Through Darkest Europe by Harry Turtledove
My rating: 4 of 5 stars
Harry Turtledove always writes a good story. Sometimes, there's an interesting message underneath as well. Through Darkest Europe is definitely one of those times.
Through Darkest Europe is an imagining of what might have happened if the tenets of modern Western civilization took root in the Middle East rather than Europe. The rise of science over superstition, industrialization, the Enlightenment...move all that to places like Egypt, Syria, Iraq, and Turkey. Meanwhile Europe becomes a backwater that breeds unrest and discontent.
The book has plenty of references to different history and culture in this alternate world. North America is known as "The Sunset Lands" and makes "Pontiak" vehicles from "Arkansistan." Hitler had no place on the world stage, but there was an equivalently horrific Indian leader who slaughtered the Tamil people. Rather than feet or meters, measurements are made in cubits. Turtledove always spins an intriguing world, and this is no exception. However, the most notable thing about this alternate world is not the differences from reality, but the similarities.

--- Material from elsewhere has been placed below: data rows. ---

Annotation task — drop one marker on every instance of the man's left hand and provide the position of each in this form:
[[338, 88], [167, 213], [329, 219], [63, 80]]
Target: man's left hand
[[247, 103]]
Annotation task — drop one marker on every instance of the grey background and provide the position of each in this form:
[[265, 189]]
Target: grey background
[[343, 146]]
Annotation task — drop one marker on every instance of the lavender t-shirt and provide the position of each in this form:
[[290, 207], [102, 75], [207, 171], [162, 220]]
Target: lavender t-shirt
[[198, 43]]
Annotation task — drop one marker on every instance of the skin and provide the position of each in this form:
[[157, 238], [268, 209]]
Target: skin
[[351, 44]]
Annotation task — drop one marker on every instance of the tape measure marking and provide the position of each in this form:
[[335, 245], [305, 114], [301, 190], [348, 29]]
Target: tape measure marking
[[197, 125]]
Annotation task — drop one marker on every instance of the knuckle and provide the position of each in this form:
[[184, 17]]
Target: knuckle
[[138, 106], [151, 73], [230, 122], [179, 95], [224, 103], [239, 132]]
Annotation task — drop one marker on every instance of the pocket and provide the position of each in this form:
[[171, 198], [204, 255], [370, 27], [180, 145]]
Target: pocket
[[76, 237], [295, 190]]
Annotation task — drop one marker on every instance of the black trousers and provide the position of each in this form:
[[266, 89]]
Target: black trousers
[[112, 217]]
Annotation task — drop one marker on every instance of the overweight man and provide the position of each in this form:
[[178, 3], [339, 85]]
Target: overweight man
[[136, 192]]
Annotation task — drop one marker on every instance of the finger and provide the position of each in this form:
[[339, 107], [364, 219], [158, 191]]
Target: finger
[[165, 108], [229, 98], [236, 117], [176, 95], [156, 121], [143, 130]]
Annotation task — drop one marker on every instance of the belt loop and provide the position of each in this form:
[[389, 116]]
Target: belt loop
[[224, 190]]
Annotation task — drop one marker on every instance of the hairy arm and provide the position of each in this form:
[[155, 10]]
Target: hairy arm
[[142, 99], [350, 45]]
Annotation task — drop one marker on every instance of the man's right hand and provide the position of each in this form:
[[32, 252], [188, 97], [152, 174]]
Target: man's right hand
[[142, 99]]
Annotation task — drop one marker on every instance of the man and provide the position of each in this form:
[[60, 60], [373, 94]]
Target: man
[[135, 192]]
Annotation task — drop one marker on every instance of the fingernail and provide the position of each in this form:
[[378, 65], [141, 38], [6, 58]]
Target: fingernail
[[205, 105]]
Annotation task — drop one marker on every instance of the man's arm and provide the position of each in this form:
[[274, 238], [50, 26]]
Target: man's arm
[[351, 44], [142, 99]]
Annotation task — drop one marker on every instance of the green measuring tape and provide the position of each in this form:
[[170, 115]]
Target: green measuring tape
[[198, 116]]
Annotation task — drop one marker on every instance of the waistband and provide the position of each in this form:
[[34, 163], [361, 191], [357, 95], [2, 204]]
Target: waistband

Turtledove could have created a very different world with those assumptions, but instead he chose to make it very nearly a mirror image of our own. Islam and Christianity switch places, with terrorist followers of Thomas Aquinas taking the place of Muslim extremists. Italy is largely a mirror of our Afghanistan, with a weak central government holding onto Rome but little else. Christian extremists from all over Europe pour into Italy, bringing rebellion and assassination with them.
I like the switching of religious and cultural affiliation between the forces of order and terror. It makes the reader think more about the underlying causes of unrest. Turtledove makes it clear that the religion itself isn't to blame, in either case. You can use words from the holy books to support peace or war, order or chaos, love for your fellow man or hatred. It's the character of the people using those words, and the societal influences that shape those people, that makes the difference.
Through Darkest Europe isn't as epic as some of Turtledove's work (see Worldwar), but it doesn't need to be to accomplish its purpose: give the reader an opportunity to consider how unrest and extremism can rise from any culture or religion, given the wrong conditions. An important message, and I encourage others to read it for themselves.